Ben fue junto a uno de los sillones y se sentó con las piernas extendidas y los brazos cruzados.
—¿Y bien? —dijo—. Será mejor que valga la pena.
—En efecto —respondió Valentine—. Pero no va a gustarte. Prepárate para unas cuantas sorpresas.
—Estoy listo.
Valentine se acercó al escritorio. Encima de la montaña de papeles había un sobre marrón de tamaño A4. Extrajo una foto del mismo tamaño. No la miró, sino que fue hacia Ben y se la dio. Ben la estudió con detenimiento. No era una imagen muy agradable. La imagen mostraba a una mujer, o lo que quedaba de esta. Era peor que las fotos del cuerpo de Morgan Paxton, mucho peor. Estaba desnuda y parecía que le hubiese pasado una segadora por encima.
—Es Linda Downey —dijo Valentine—. Era el cuarto miembro de nuestro equipo. —Hizo una pausa y tragó saliva—. Y era mi amiga.
Ben le devolvió la foto. En sus ojos se apreciaba la sinceridad. Y más cosas, pensó. Ira. Quizá miedo, también.
—Te estarás preguntando quién le hizo eso —continuó Valentine—, y qué tiene que ver con que tú estés aquí.
—Así es —dijo Ben.
Valentine tamborileó los dedos sobre la foto.
—La persona que le hizo eso a Linda se llama Berg.

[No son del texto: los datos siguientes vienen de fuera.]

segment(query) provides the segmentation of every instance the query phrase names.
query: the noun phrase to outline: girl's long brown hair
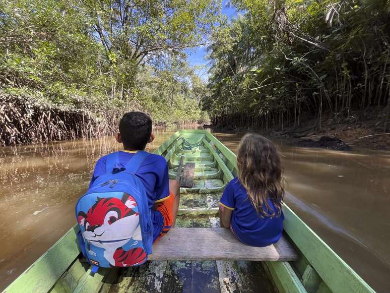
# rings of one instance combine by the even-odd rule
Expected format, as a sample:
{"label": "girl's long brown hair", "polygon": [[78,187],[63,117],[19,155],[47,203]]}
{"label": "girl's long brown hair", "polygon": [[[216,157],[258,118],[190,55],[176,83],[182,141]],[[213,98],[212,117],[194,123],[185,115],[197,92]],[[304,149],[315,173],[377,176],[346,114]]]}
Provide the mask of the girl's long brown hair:
{"label": "girl's long brown hair", "polygon": [[[280,155],[274,144],[259,134],[245,135],[238,146],[237,165],[238,179],[259,215],[279,216],[284,197],[284,182]],[[269,197],[276,210],[270,208]]]}

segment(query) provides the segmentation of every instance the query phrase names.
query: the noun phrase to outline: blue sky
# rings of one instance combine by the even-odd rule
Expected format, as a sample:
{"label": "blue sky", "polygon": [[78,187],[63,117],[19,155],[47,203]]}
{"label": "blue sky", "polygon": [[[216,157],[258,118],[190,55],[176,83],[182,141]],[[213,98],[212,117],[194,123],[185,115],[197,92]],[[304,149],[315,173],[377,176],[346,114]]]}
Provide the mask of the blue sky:
{"label": "blue sky", "polygon": [[[226,8],[226,3],[227,0],[222,1],[222,13],[225,14],[230,20],[232,17],[237,15],[236,10],[234,8]],[[207,53],[206,47],[198,47],[194,49],[187,50],[188,60],[189,64],[194,66],[195,65],[206,65],[207,61],[205,59]]]}

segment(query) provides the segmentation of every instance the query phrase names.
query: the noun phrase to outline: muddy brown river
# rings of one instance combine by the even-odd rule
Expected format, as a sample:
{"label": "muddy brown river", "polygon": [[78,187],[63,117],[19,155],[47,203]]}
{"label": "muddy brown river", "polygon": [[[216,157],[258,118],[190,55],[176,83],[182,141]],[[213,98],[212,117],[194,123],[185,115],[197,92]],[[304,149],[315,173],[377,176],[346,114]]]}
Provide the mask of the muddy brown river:
{"label": "muddy brown river", "polygon": [[[157,130],[156,149],[174,130]],[[243,133],[214,134],[233,152]],[[286,202],[375,290],[390,291],[390,152],[289,146]],[[75,222],[74,205],[113,138],[0,148],[0,290]]]}

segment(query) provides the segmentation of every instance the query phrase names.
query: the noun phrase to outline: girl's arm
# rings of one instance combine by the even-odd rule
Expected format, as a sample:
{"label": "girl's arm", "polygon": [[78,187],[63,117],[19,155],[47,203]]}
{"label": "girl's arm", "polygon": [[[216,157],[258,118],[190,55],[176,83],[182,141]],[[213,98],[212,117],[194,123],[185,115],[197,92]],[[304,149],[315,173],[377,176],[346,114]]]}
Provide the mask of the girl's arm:
{"label": "girl's arm", "polygon": [[219,222],[221,226],[224,228],[230,228],[230,221],[232,219],[233,210],[220,205],[219,206]]}

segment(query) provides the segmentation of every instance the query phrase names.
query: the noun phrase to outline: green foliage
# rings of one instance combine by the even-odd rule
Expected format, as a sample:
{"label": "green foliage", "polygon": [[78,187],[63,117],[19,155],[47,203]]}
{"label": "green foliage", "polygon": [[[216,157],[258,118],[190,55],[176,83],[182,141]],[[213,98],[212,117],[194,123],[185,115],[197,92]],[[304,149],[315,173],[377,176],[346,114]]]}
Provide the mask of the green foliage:
{"label": "green foliage", "polygon": [[267,128],[315,116],[320,128],[324,112],[364,116],[388,104],[388,1],[232,2],[242,16],[216,28],[209,48],[203,105],[215,123]]}
{"label": "green foliage", "polygon": [[215,0],[0,0],[2,90],[97,116],[137,109],[157,122],[200,120],[196,96],[205,86],[192,87],[184,50],[204,42],[218,7]]}

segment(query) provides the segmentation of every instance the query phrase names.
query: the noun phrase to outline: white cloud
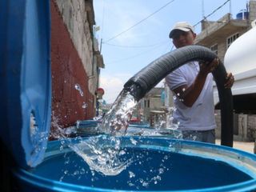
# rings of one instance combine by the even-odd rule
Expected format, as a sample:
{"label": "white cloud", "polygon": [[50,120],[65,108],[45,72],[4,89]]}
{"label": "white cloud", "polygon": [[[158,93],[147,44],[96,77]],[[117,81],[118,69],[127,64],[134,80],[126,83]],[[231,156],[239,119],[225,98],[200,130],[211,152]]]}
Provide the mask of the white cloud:
{"label": "white cloud", "polygon": [[112,103],[115,101],[119,93],[123,89],[123,85],[130,75],[127,74],[118,74],[113,75],[101,75],[100,87],[103,88],[105,94],[103,99],[107,103]]}

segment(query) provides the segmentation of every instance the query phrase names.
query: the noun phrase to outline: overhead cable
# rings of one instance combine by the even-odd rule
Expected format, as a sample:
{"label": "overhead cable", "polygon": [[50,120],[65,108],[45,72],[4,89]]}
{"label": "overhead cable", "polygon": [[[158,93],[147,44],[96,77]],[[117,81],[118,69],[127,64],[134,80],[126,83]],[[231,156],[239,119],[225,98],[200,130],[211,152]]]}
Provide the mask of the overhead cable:
{"label": "overhead cable", "polygon": [[203,22],[206,18],[209,18],[210,16],[211,16],[213,14],[214,14],[217,10],[218,10],[219,9],[221,9],[223,6],[225,6],[228,2],[230,2],[230,0],[227,0],[226,1],[222,6],[220,6],[219,7],[218,7],[216,10],[214,10],[213,12],[211,12],[210,14],[208,14],[206,17],[204,17],[201,21],[198,22],[196,24],[194,24],[193,26],[196,26],[197,25],[198,25],[200,22]]}
{"label": "overhead cable", "polygon": [[156,13],[158,13],[158,11],[160,11],[162,9],[163,9],[164,7],[167,6],[169,4],[172,3],[173,2],[174,2],[175,0],[171,0],[169,2],[167,2],[166,4],[165,4],[164,6],[162,6],[162,7],[160,7],[158,10],[157,10],[156,11],[153,12],[152,14],[150,14],[150,15],[148,15],[147,17],[146,17],[145,18],[143,18],[142,20],[139,21],[138,22],[135,23],[134,25],[130,26],[129,28],[127,28],[126,30],[122,31],[121,33],[114,35],[114,37],[107,39],[106,41],[104,41],[103,42],[108,42],[111,40],[113,40],[114,38],[116,38],[117,37],[120,36],[121,34],[127,32],[128,30],[130,30],[130,29],[134,28],[134,26],[138,26],[138,24],[142,23],[142,22],[146,21],[146,19],[148,19],[149,18],[150,18],[152,15],[155,14]]}

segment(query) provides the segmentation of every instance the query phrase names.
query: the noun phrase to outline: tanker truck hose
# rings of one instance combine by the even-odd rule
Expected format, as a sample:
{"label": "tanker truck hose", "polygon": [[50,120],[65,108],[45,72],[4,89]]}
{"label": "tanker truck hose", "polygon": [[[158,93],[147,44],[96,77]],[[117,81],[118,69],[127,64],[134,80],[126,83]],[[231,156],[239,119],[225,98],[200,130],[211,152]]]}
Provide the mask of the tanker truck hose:
{"label": "tanker truck hose", "polygon": [[[168,74],[190,61],[211,62],[217,55],[202,46],[187,46],[169,52],[141,70],[124,85],[137,101],[154,87]],[[220,63],[213,72],[221,109],[221,144],[233,146],[233,97],[230,89],[224,87],[226,71]]]}

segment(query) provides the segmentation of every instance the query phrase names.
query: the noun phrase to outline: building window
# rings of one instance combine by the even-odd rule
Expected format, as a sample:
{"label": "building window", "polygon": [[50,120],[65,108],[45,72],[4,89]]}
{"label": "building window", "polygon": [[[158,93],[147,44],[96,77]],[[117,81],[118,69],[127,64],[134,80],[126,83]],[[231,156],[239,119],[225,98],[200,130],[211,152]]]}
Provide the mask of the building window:
{"label": "building window", "polygon": [[234,42],[234,40],[236,40],[239,37],[239,34],[234,34],[231,36],[230,36],[227,39],[226,39],[226,49],[230,47],[230,46],[232,44],[232,42]]}
{"label": "building window", "polygon": [[215,44],[210,47],[210,50],[218,55],[218,44]]}

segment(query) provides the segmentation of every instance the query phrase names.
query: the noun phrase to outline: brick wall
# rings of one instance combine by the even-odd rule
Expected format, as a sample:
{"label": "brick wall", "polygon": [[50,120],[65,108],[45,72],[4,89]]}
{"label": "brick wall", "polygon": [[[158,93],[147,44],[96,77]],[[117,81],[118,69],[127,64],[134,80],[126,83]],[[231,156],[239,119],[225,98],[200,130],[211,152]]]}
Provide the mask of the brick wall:
{"label": "brick wall", "polygon": [[[85,50],[85,54],[87,52],[90,53],[90,49]],[[87,65],[92,65],[90,59],[86,62]],[[51,69],[52,130],[94,117],[94,95],[90,91],[89,75],[54,0],[51,1]]]}

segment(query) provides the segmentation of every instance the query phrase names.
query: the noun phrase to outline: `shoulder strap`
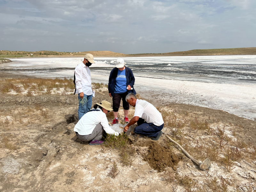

No sabemos si ese es su nombre verdadero. Quienquiera que sea, no hay manera de rastrearlo y localizarlo. Pero lo que sí sabemos es el nombre del hombre para quien trabaja. El hombre bajo cuyas órdenes ejecutó tal horror.
Valentine colocó la foto bocabajo, como si no pudiera soportar verla más. Tenía la mandíbula tensa.
—Berg trabaja para el coronel Harry Paxton.